# Компьютерные технологии > СОФТ (SOFT) >  Проблема с VmWare

## Saiden

В общем проблема такая - решил сделать виртуальную машинку, но при установке винды при выбори жесткого диска, говорит, что неможет отформатить хард и, кто нибудь сталкивался с такой траблой?

----------


## Delta

> В общем проблема такая - решил сделать виртуальную машинку, но при установке винды при выбори жесткого диска, говорит, что неможет отформатить хард и, кто нибудь сталкивался с такой траблой?

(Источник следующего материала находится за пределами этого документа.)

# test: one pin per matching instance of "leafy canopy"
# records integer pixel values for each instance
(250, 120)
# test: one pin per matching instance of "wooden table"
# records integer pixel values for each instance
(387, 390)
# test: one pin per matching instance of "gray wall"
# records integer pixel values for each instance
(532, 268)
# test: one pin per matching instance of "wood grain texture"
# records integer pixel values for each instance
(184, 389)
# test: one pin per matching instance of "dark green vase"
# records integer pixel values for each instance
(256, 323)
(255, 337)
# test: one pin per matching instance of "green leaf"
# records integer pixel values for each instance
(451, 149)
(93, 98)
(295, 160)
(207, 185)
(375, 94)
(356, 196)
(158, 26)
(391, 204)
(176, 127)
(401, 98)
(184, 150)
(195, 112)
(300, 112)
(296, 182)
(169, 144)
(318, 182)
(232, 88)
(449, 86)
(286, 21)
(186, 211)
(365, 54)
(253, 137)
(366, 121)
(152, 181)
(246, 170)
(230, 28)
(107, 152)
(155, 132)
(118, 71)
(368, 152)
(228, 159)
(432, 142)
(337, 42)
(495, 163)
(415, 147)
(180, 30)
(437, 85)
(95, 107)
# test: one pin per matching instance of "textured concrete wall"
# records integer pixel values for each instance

- да нуу, так не бывает... :)

Сформируй гостевую ОС с настройками по умолчанию - все заработает.
Скорее всего - выбрал "физический диск" для гостевой ОС ?

----------


## Saiden

Там отдельная машина и отдельная система... пытается создаться...

----------


## Cygnus

это конечно для меня очень интересная ситуация :)
скинь настройки которые ты делал .. может там трабла ...
Вроде бы в самом начале варь выдает весь список того что тебе нужно ты сам выбираешь а дальше уже нормально все должно пройти ...
Короче скинь настройки, подумаем ... :)

----------


## Delta

> Вроде бы в самом начале варь выдает весь список того что тебе нужно ты сам выбираешь а дальше уже нормально все должно пройти ...


VMware Workstation :
1. Создание гостевой ОС - из списка (нужно выбрать соответствующую)
2. Настройки аппаратной конфигурации для гостевой ОС выбрать "обычные" (есть еще и специальные - их пока лучше не трогать) - обратить внимание на CD-ROM - использовать физический (эксклюзивное использование или разделение (sharing) с ""хостовой ОС") или образ диска (файл ISO) - пока лучше выбрать физическое устройство в эксклюзивном режиме.
3. Запустить конфигурацию (в CD-ROM уже д.б. установлен загрузочный диск с "гостевой" ОС).
   В этом случае проблем не будет (никаких).

----------


## E}|{uk

Fdisk для начала делают. потом только форматируют. Подключай дискетку как виртуальную и грузи WMWARE с неё и там уже fdiskом создай раздел и форматируй его.

----------


## Андрей из Сама

Не видит USB соединения, версия VMware Workstation 5.5.9 Build 126128

----------


## imtade

Добрый день, товарищи!
Задача такова: наладить общение WinXp на виртуальной машине с WinXp на самом компьютере. Компьютер подключен к интернету по средствам wi-fi точки+роутер и получает ip: 192.168.1.3 При изначальной установке виртуальной машины и выставления в ее настройках сети "Bridged" все хорошо: ВМ видит компьютер, пингуя его по 192.168.1.3. При отключении беспроводного соединения связь теряется. Вопрос в назначении соединений, созданных Vmware при установки (VmNet1, VmNet8) и как все эти соединения завязать для того, чтобы можно было общаться между виртуалкой и основной машиной.

----------


## Alain1988

Доброго дня! Имеется сервак на 2-х Е5-2667 V3, 160Гб DDR4, 2 рэйд 1 по 600Гб sas, 2 SSD Intel PCIe NVME 400Гб, 2 WD Purple по 8 Тб, все это добро в 2х юнитовом корпусе, стоит в стойке, подключено через киловатный ИБП APC. На серваке развернут ESXi 6 с 2-мя десятками виртуалок. Пару дней назад во время работы случилась самопроизвольная перезагрузка. Пытаюсь понять из-за чего, но не знаю где смотреть нужные лог файлы. Те, что я нашел через интерфейс vSphere Client картину не прояснили (hostd и vmkernel). Подскажите где и что искать? Или может у кого были такие траблы? Как решили? Спасибо!

----------